问题描述
我目前正在使用 Beautiful Soup 来解析 HTML 文件并调用 get_text()
,但似乎我留下了很多 xa0 Unicode 表示空格.有没有一种有效的方法可以在 Python 2.7 中删除所有这些,并将它们更改为空格?我想更普遍的问题是,有没有办法删除 Unicode 格式?
I am currently using Beautiful Soup to parse an HTML file and calling get_text()
, but it seems like I'm being left with a lot of xa0 Unicode representing spaces. Is there an efficient way to remove all of them in Python 2.7, and change them into spaces?

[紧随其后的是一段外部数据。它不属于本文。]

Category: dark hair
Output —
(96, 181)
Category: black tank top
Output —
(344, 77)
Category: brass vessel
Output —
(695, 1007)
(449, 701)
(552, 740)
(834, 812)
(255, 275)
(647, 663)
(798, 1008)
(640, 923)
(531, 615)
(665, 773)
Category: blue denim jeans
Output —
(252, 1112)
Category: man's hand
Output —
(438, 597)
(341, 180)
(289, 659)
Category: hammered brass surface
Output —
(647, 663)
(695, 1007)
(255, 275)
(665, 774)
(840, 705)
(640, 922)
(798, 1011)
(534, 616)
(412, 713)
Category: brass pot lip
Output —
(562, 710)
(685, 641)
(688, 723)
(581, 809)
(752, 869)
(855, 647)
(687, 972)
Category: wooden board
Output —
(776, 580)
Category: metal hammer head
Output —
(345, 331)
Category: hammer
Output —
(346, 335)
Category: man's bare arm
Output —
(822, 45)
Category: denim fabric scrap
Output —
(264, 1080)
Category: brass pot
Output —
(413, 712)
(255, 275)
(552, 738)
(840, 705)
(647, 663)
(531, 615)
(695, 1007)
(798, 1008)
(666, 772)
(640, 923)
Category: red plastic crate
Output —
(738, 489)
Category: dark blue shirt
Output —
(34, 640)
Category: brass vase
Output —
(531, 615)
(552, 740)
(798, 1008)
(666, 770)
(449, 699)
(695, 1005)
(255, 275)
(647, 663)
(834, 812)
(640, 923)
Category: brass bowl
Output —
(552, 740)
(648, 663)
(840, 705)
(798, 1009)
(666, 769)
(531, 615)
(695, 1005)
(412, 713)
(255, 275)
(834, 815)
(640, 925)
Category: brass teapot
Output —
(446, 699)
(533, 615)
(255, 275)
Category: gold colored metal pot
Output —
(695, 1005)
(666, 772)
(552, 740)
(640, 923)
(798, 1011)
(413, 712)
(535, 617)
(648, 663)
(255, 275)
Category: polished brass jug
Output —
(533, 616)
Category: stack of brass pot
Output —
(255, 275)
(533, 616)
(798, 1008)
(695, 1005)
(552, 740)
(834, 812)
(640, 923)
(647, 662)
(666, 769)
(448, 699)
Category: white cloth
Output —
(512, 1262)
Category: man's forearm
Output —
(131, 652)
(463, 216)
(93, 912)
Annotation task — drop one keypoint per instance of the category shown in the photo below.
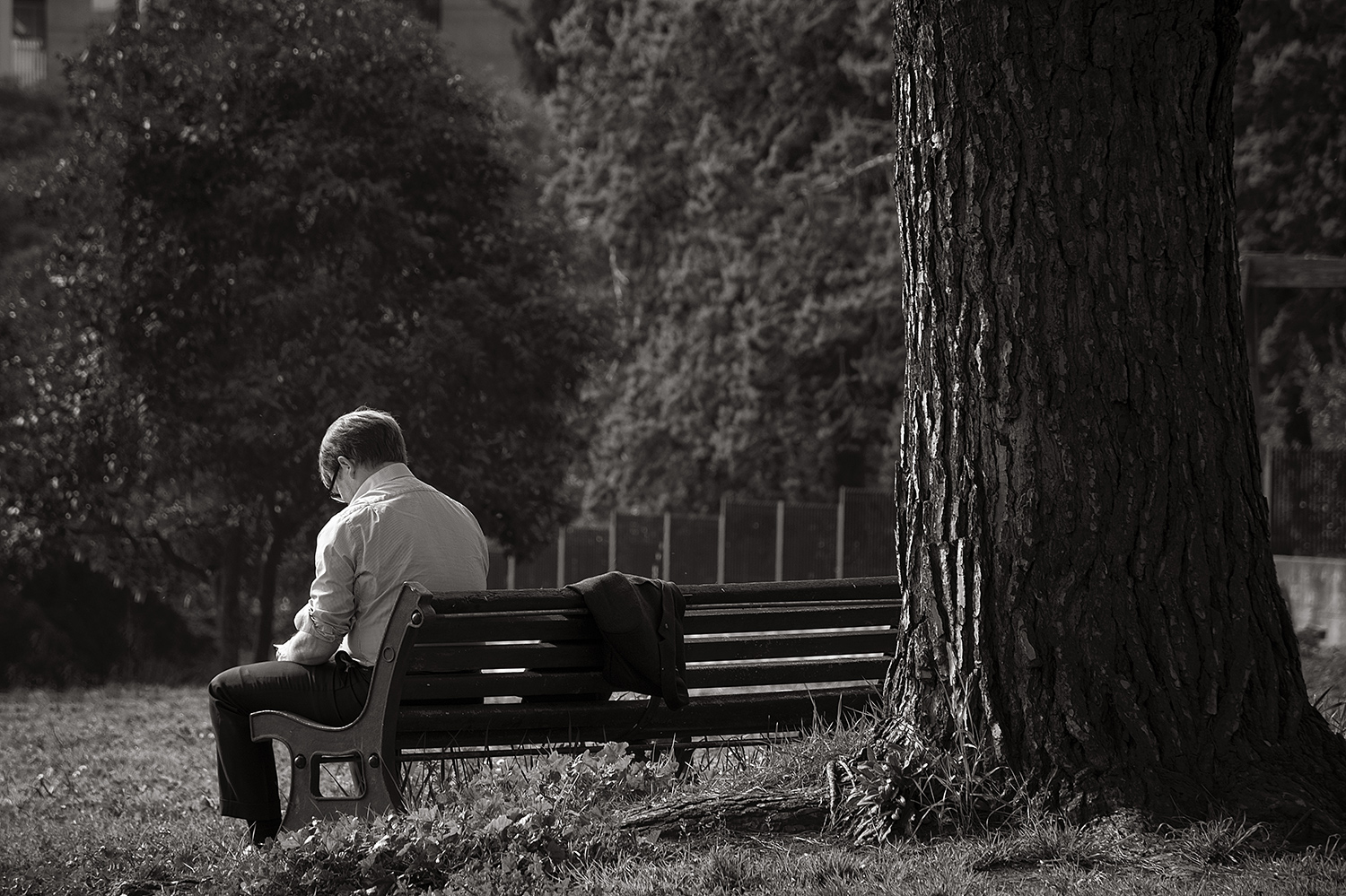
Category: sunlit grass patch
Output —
(112, 791)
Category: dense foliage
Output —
(1289, 166)
(732, 163)
(269, 214)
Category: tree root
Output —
(758, 810)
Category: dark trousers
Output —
(331, 694)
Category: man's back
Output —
(396, 529)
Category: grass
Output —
(112, 791)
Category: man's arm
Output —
(306, 648)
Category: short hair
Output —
(363, 436)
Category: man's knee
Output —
(223, 686)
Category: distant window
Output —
(427, 10)
(30, 19)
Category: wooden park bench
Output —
(500, 673)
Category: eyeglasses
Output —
(333, 491)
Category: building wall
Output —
(1315, 589)
(67, 29)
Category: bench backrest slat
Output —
(441, 657)
(524, 683)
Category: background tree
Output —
(1082, 538)
(1289, 150)
(731, 163)
(271, 214)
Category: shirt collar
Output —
(381, 478)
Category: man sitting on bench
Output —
(393, 529)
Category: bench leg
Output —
(310, 747)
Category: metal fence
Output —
(1306, 490)
(30, 61)
(746, 541)
(777, 541)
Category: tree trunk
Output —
(228, 580)
(1081, 527)
(282, 530)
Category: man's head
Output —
(365, 438)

I guess the more generalized question would be, is there a way to remove Unicode formatting?
我尝试使用:line = line.replace(u'xa0',' ')
,正如另一个线程所建议的那样,但这将 xa0's 更改为 u's,所以现在我有了你到处都是.):
I tried using: line = line.replace(u'xa0',' ')
, as suggested by another thread, but that changed the xa0's to u's, so now I have "u"s everywhere instead. ):
问题似乎通过 str.replace(u'xa0', ' ').encode('utf-8')
解决,但只是执行 .encode('utf-8')
没有 replace()
似乎导致它吐出更奇怪的字符,例如 xc2 .谁能解释一下?
The problem seems to be resolved by str.replace(u'xa0', ' ').encode('utf-8')
, but just doing .encode('utf-8')
without replace()
seems to cause it to spit out even weirder characters, xc2 for instance. Can anyone explain this?
推荐答案
xa0 实际上是 Latin1 (ISO 8859-1) 中的不间断空格,也是 chr(160).你应该用一个空格代替它.
xa0 is actually non-breaking space in Latin1 (ISO 8859-1), also chr(160). You should replace it with a space.
string = string.replace(u'xa0', u' ')
.encode('utf-8') 时,会将 unicode 编码为 utf-8,这意味着每个 unicode 都可以用 1 到 4 个字节表示.对于这种情况,xa0 由 2 个字节 xc2xa0 表示.
When .encode('utf-8'), it will encode the unicode to utf-8, that means every unicode could be represented by 1 to 4 bytes. For this case, xa0 is represented by 2 bytes xc2xa0.
阅读http://docs.python.org/howto/unicode.html一>.
请注意:这个答案是从 2012 年开始的,Python 已经发展了,您现在应该可以使用 unicodedata.normalize
Please note: this answer in from 2012, Python has moved on, you should be able to use unicodedata.normalize
now
这篇关于如何从 Python 中的字符串中删除 xa0?的文章就介绍到这了,希望我们推荐的答案对大家有所帮助,也希望大家多多支持!